И того более, если трое наших героев из настоящего пролога в четырех частях в дальнейшем вовсе не собираются пребывать наособицу, глупым ватным комком в бессмысленной
КНИГА ПЕРВАЯ
В ПРЕДДВЕРИИ
– Кем были Адам и Ева?
– Конечно же, белорусом и белоруской! Потому как одни лишь белорусы могут шастать по лесу голыми и босыми. Делить одно яблоко на двоих. И притом вопить, будто они живут в раю.
Из "Антологии анекдотической политики" Алеся Двинько. Перевод с белорусского.
Глава первая
Неосторожен и здоров
В четверг вечером Змитер умиротворенно отсрочил на время надоедливые бытовые озабоченности. Баста, довольно!
Завтра-послезавтра надо бы тебе для полного счастья хозяйскую диван-кровать передвинуть от окна к дальней стенке, телевизионный кабель перебросить из коридора к себе в комнату, за дополнительные кабельные каналы заплатить, стационарную точку доступа к интернету оборудовать, еще там кое-что героически заделать по мелочи. Слава те Господи, хоть ужин сегодня готовить не надобно, коль скоро в гости к хорошим людям не как-нибудь собрался. Цветики закуплены по дороге домой, две бутылки импортированного вина далеко не белорусского полугосударственного разлива искусительно дожидаются совокупного употребления. А больше для порядочного визита к писателю и письменнику Алесю Двинько, ему, Змитеру Дымкину, и не потребуется.
Достоименно точно так с дружеским неофициальным визитом к Алексан Михалычу Двинько, альбо на родной мове, по-белорусски к дядьке Алесю, должно отправляться. Притом далеко идти, ехать, трястись в общественном транспорте незачем, коль живут они теперь оба в одном и том же доме. Разве что подъезды с разных сторон.
Когда-то впервые побывав дома у дядьки Алеся, его всюду пробивной молодой гость натурально опозорился и осрамился. По-простому, шаблонно затарился в кондитерской лавке нисколь не дешевым минским тортиком, молдавского в натуре коньяку узкую бутылочку захватил с собой. Думал так сойдет навестить вечерком не слишком хорошо знакомых собеседников. Оказалось, промахнулся, хотя его предупреждали: ничего съестного, дурнее того, условно съедобного не тащить к добрым людям. Подумал, остолоп, это оно у них из вежливости. И крупно обмишурился.

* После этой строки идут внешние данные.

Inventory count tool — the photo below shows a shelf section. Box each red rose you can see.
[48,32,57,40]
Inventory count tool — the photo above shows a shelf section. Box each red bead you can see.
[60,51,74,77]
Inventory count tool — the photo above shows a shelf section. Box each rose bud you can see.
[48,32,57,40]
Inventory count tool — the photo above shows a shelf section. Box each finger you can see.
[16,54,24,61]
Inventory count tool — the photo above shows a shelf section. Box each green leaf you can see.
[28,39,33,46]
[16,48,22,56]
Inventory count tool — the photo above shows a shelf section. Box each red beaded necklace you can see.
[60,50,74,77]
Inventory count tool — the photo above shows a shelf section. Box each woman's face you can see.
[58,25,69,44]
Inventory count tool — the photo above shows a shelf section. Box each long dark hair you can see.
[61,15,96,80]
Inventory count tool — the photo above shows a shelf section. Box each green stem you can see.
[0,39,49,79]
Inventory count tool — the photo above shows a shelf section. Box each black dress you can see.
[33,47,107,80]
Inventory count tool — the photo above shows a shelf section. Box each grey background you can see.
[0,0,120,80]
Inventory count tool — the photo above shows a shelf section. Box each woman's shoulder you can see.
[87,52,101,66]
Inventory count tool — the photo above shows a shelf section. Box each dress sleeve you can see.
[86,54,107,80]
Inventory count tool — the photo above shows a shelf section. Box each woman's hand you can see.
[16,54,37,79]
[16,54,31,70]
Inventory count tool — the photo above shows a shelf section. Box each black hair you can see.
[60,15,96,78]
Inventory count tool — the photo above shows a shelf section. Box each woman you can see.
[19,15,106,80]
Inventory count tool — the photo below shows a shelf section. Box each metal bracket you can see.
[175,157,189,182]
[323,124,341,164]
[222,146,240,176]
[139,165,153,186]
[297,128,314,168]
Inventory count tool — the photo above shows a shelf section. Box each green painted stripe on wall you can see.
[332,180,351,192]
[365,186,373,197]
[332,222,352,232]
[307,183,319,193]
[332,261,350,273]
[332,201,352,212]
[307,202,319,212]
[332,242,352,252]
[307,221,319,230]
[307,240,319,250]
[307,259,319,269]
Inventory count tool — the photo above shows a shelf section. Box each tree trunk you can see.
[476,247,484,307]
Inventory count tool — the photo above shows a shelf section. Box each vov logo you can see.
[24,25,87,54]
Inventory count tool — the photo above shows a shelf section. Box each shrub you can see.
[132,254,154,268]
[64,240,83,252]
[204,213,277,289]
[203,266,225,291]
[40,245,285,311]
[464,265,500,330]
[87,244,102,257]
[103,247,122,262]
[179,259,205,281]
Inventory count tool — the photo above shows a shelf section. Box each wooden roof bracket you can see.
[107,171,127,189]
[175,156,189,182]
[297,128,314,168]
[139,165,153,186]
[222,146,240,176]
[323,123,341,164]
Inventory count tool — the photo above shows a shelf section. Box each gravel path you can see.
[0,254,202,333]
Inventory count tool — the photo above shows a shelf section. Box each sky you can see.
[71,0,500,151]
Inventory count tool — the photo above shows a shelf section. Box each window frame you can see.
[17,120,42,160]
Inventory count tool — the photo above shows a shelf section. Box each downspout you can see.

По приходу гостевую поллитровку молдаванского непонятного разлива дядька Алесь не вотще осмотрел, образно обозвал полуконем и согласился с некоторым сомнением поместить ее, его середь сырья для кулинарных надобностей. Но торт столичной фабрикации списал, отбраковал вчистую, ради красного писательского словца нисколь не пощадив самолюбие крайне смутившегося юного гостя.
Весь смуток и вся печаль, однак, тотчас прошли, ушли, только лишь радушные хозяева усадили за стол самонадеянно оплошавшего визитера. Все же им любезного и в дружелюбном общении желанного.
То давнее, изрядно славное застолье Змитер поминает до сих пор в добра-пирога. Столь вкусно и богато его раней кормили только в дорогих европейских ресторанах. Может, в эксклюзивных частных ресторанчиках в Италии, во Франции.
А во вторую очередь потом был изобильный званый ужин подчеркнуто с белорусским акцентом. Тогда Змитер Дымкин первый раз в жизни отведал драников, приготовленных по настоящему шляхетному рецепту. Там и тогда до его кулинарного сведения довели, почему исторический белорусский драник-драчёна отнюдь не является серой клейкой лепешкой, картофельной вульгарной клецкой и никак не должен синеть на разрезе, навроде ядовитых грибов. Кстати, размолотые сухие боровики в тех изумительных драниках присутствовали наряду с иными, еще очень вкусными ингредиентами.